Apology+Blog=Apololog

Dear Readers,
I know you must think I have flippantly decided that no longer is the blogosphere for me; I must say you are wrong in that assumption. The truth is I have been cooking AND eating AND taking pictures of said deliciousness AND writing down the names and ingredients and directions for each recipe AND gathering information to post, but I. just. haven't done. it. I know, friends, I know; I suck it. Big time.

 The last several months have been rough around the edges and have flown by, creating an interesting jumble of events stretched over a couple of months. I spent some time in the unemployment hole, but fortunately that pothole remained a pothole and did not turn into a black hole, sucking away at my soul forever. (Dramatic, arent I?)  I am 100% employed again, with a great organization doing really exciting work, and while I'm sill at that brand-new-and-a-wee-overwhelmed stage, it's okay.
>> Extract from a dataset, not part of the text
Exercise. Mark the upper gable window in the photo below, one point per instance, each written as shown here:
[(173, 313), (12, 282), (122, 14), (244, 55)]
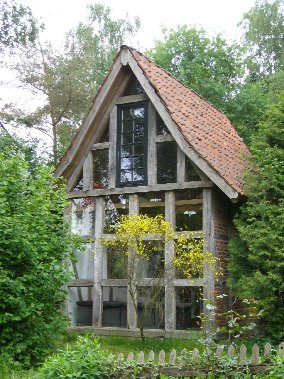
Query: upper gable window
[(161, 127), (166, 162), (132, 144), (134, 88)]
That will resolve itself once I get a better grasp of the acronyms and their corresponding words.

My Librarian and I spent the two weeks over the holidays in Southern California. I got to eat citrus and avocado and enjoy the lush, vibrant colors that attacked my vision at the farmers market since it was all seasonal and local! It was incredible - I never thought late December would find me meandering down a palm tree lined street in a hoodie and jeans surrounded by meyer lemons, avocado, grapefruit, organes, satsuma tangerines, persimmons, tomatillos, and much, much more? If there is one thing I will not miss on the East Coast if ever we move it will be the availability of fresh, ripe grapefruit and oranges.

Last week we celebrated our 4th Anniversary with dinner at the brew pub that, although wasn't technically a date, was our first date, even if it was a non-date.It was sweet and quiet, and I think that our actual anniversary falling on a weeknight made it what it was. No wait for our table, no frazzled and fried waitstaff, and while we did go to a restaurant with a brew pub in it, you'd never have known. Our waitress was such a doll; she brought us a free dessert to top our evening off.

So...all that food I cooked and ate over the last few months, all that fresh produce we gorged on in Southern California and more will be coming (this time I PROMISE!) very soon. Spring is almost here (on the East Coast) which means a whole new crop of meals with COLOR! (the root vegetable time of the year always gets me down...). It also means it's time to start anew on our garden with new containers (the two year old plastic storage bins kicked it after being battered by the elements), bulbs, seeds,and more. Stick around; the mouthwatering morsels will make you cry. If you miss it, you'll cry even harder.